Our |ByValue| trace transfomer \Cref{fig:by-value} achieves this quite literally.
Let us unpack the definition of |bind|.
As its first action, it yields a brand new |Let0| event, indicating in the
trace that focus descends into the right-hand side of a |let|.
Then |>>=| will keep yielding from the |fix| expression corresponding to the RHS
until it is evaluated, and the value |v| is then passed |return|ed (\ie, wrapped
in |Ret|) to |body|.
The |τ >>= body . return| idiom is quite important, as it yields from the trace
|τ| eagerly, and only once, rather than duplicating it at every use site in
|body|, as |body τ| would.
The |fix| expression, on the other hand, expresses the following recursion equation:
|rhs τ| ends in the value |v| if and only if |τ| is |Ret v|.
The type class instance method |extract :: T v -> v| applied to |rhs τ| will
return |v|,%
\footnote{The keen reader may have noted that we could use |Extract| to define a
|MonadFix| instance for deterministic |τ|.}
and |return v = Ret v|, so |fix| solves this recursion equation for us.
Since nothing about |extract| is particularly special to |T|, it lives in its
own type class |Extract| so that we get a |HasBind| instance for different
types of |Trace|s, such as more abstract ones in \Cref{sec:abstraction}.
Let us trace $\Let{i}{(\Lam{y}{\Lam{x}{x}})~i}{i~i}$ for call-by-value:
< ghci> eval (read "let i = (λy.λx.x) i in i i") emp :: D (ByValue T)
$\perform{eval (read "let i = (λy.λx.x) i in i i") emp :: D (ByValue T)}$
\\[\belowdisplayskip]
\noindent
The beta reduction of $(\Lam{y}{\Lam{x}{x}})~i$ now happens once within the
$\LetOT$/$\LetIT$ bracket; the two subsequent $\LookupT$ events immediately halt
with a value.
Alas, this model of call-by-value does not yield a total interpreter!
Consider the case when the right-hand side accesses its value before yielding
one, \eg,
< ghci> takeT 5 $ eval (read "let x = x in x x") emp :: ByValue T (Maybe (Value (ByValue T)))
$\LetOT\xhookrightarrow{\hspace{1.1ex}}\LookupT(x)\xhookrightarrow{\hspace{1.1ex}}\LetIT\xhookrightarrow{\hspace{1.1ex}}\AppIT\xhookrightarrow{\hspace{1.1ex}}\LookupT(x)\xhookrightarrow{\hspace{1.1ex}}\texttt{\textasciicircum{}CInterrupted}$
\\[\belowdisplayskip]
\noindent
This loops forever unproductively, rendering the interpreter unfit as a
denotational semantics.
\begin{figure}
\begin{code}
type Addr = Int; type Heap τ = Addr :-> D τ; nextFree :: Heap τ -> Addr
ifCodeElse(newtype ByNeed τ v)(data ByNeed τ v) = ByNeed { unByNeed :: Heap (ByNeed τ) -> τ (v, Heap (ByNeed τ)) }
getN :: Monad τ => ByNeed τ (Heap (ByNeed τ)); getN = ByNeed (\ μ -> return (μ, μ))
putN :: Monad τ => Heap (ByNeed τ) -> ByNeed τ (); ^^ putN μ = ByNeed (\ _ -> return ((), μ))
ifPoly(instance Monad τ => Monad (ByNeed τ) where ...)
instance (forall v.
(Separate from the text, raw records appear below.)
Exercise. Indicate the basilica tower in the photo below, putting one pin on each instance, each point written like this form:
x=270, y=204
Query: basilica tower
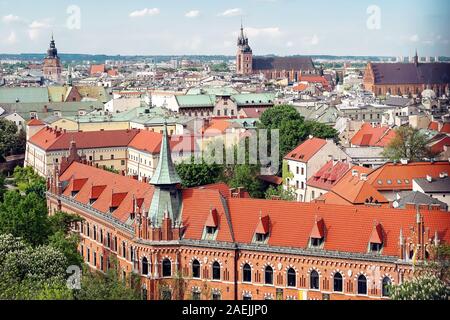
x=244, y=58
x=52, y=64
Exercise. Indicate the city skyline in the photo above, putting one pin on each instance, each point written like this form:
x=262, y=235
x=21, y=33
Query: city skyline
x=379, y=28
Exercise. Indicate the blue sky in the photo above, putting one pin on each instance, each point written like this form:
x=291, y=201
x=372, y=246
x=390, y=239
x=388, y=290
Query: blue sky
x=282, y=27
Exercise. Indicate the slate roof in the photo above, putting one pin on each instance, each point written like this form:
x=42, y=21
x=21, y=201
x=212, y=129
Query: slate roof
x=409, y=73
x=438, y=185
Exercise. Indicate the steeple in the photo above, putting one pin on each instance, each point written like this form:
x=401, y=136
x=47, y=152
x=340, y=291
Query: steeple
x=165, y=173
x=416, y=59
x=166, y=201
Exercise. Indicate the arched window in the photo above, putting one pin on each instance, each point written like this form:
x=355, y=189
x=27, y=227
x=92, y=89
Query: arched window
x=216, y=271
x=195, y=269
x=167, y=268
x=337, y=282
x=144, y=266
x=268, y=275
x=314, y=280
x=292, y=277
x=362, y=285
x=385, y=287
x=247, y=273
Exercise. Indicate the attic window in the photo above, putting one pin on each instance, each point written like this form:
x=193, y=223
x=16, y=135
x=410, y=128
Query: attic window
x=317, y=237
x=376, y=239
x=262, y=231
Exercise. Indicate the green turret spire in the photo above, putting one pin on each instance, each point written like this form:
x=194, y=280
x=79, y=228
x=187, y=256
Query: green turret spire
x=165, y=173
x=166, y=199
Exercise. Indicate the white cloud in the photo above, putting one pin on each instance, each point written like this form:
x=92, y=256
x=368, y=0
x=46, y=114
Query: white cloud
x=231, y=12
x=12, y=38
x=145, y=12
x=36, y=27
x=266, y=32
x=315, y=40
x=414, y=38
x=192, y=14
x=10, y=18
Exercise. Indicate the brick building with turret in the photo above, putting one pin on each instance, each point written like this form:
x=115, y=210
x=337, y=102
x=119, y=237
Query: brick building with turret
x=213, y=242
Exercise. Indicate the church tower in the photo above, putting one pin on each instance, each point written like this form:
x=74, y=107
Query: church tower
x=244, y=58
x=52, y=64
x=166, y=201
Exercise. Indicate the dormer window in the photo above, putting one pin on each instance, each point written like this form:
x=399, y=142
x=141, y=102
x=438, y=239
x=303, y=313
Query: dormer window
x=317, y=237
x=376, y=239
x=262, y=231
x=211, y=225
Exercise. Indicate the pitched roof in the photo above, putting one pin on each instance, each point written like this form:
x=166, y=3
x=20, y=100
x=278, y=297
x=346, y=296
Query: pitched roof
x=23, y=95
x=283, y=63
x=400, y=176
x=373, y=136
x=348, y=228
x=123, y=188
x=329, y=175
x=352, y=189
x=53, y=140
x=306, y=150
x=438, y=185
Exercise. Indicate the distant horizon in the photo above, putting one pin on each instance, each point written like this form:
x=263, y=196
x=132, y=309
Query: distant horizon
x=198, y=27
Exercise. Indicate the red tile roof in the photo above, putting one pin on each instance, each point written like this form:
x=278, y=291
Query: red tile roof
x=345, y=228
x=352, y=189
x=52, y=140
x=253, y=112
x=329, y=175
x=446, y=128
x=348, y=228
x=399, y=176
x=97, y=68
x=369, y=136
x=433, y=126
x=35, y=122
x=305, y=151
x=124, y=188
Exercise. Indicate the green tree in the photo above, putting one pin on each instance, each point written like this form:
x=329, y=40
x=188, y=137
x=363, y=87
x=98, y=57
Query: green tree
x=408, y=143
x=198, y=174
x=24, y=216
x=109, y=286
x=423, y=287
x=281, y=193
x=8, y=137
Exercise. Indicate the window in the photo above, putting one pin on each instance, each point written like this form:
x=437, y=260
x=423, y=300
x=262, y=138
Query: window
x=196, y=269
x=385, y=287
x=144, y=266
x=216, y=271
x=167, y=268
x=291, y=276
x=247, y=273
x=362, y=285
x=337, y=282
x=314, y=280
x=196, y=295
x=316, y=242
x=124, y=249
x=268, y=275
x=166, y=294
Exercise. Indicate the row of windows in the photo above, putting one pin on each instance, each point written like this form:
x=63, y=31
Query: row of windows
x=314, y=280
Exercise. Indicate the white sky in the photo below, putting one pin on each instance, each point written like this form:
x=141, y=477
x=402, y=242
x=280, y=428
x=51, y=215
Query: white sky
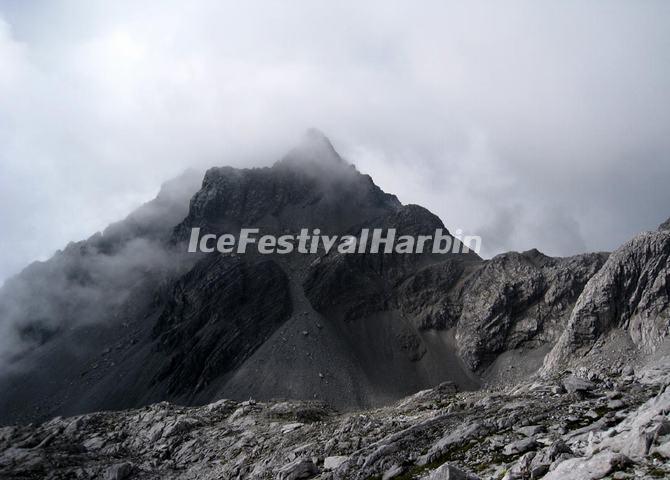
x=533, y=124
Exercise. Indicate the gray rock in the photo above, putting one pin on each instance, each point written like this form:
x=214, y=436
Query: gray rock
x=334, y=462
x=593, y=468
x=573, y=384
x=520, y=446
x=449, y=472
x=120, y=471
x=298, y=469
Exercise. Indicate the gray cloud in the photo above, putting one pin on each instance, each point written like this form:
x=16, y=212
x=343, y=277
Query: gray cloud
x=535, y=123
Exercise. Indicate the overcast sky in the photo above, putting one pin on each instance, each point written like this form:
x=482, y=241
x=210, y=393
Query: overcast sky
x=533, y=124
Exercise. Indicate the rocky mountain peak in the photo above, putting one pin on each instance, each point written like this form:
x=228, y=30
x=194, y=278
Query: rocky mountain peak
x=314, y=150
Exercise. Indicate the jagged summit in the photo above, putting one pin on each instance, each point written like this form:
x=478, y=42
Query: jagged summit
x=315, y=154
x=142, y=321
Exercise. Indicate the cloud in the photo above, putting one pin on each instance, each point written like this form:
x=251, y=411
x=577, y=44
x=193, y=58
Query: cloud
x=539, y=124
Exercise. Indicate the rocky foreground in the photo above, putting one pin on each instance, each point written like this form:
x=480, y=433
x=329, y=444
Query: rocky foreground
x=579, y=425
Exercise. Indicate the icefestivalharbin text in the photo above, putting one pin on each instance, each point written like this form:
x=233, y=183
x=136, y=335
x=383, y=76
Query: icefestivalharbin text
x=375, y=240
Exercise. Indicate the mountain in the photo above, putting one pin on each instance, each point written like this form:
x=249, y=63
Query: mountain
x=128, y=317
x=330, y=365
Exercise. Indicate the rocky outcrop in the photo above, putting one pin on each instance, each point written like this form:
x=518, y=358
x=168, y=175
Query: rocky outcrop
x=217, y=315
x=126, y=318
x=517, y=300
x=528, y=431
x=630, y=293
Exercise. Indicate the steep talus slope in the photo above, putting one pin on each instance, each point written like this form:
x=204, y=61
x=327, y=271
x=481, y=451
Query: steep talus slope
x=217, y=315
x=630, y=294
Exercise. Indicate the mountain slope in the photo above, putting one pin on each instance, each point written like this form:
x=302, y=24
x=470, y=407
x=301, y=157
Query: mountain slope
x=155, y=323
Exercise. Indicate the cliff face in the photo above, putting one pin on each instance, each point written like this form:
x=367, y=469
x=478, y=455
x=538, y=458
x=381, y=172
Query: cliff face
x=127, y=318
x=630, y=294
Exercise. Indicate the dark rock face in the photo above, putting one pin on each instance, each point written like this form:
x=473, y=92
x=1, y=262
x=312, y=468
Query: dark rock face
x=630, y=293
x=218, y=314
x=126, y=318
x=434, y=434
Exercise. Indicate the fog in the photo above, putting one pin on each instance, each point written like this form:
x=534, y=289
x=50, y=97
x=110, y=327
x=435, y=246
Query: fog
x=532, y=124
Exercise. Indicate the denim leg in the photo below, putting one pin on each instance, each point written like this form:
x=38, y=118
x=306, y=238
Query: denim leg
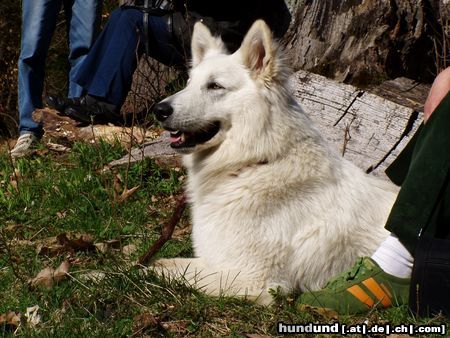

Trace (τ v)) => Trace (ByNeed τ v) where step e m = ByNeed (step e . unByNeed m)
fetchN :: Monad τ => Addr -> D (ByNeed τ); fetchN a = getN >>= \μ -> μ ! a
memoN :: forall τ. (Monad τ, forall v. Trace (τ v)) => Addr -> D (ByNeed τ) -> D (ByNeed τ)
memoN a d = d >>= \v -> ByNeed (upd v)
where upd Stuck μ = return (Stuck :: Value (ByNeed τ), μ)
upd v μ = step Update (return (v, ext μ a (memoN a (return v))))
instance (Monad τ, forall v. Trace (τ v)) => HasBind (D (ByNeed τ)) where
bind rhs body = do μ <- getN
let a = nextFree μ
putN (ext μ a (memoN a (rhs (fetchN a))))
body (fetchN a)
\end{code}
%if style == newcode
\begin{code}
nextFree h = case Map.lookupMax h of
Nothing -> 0
Just (k,_) -> k+1
deriving via StateT (Heap (ByNeed τ)) τ instance Functor τ => Functor (ByNeed τ)
deriving via StateT (Heap (ByNeed τ)) τ instance Monad τ => Applicative (ByNeed τ)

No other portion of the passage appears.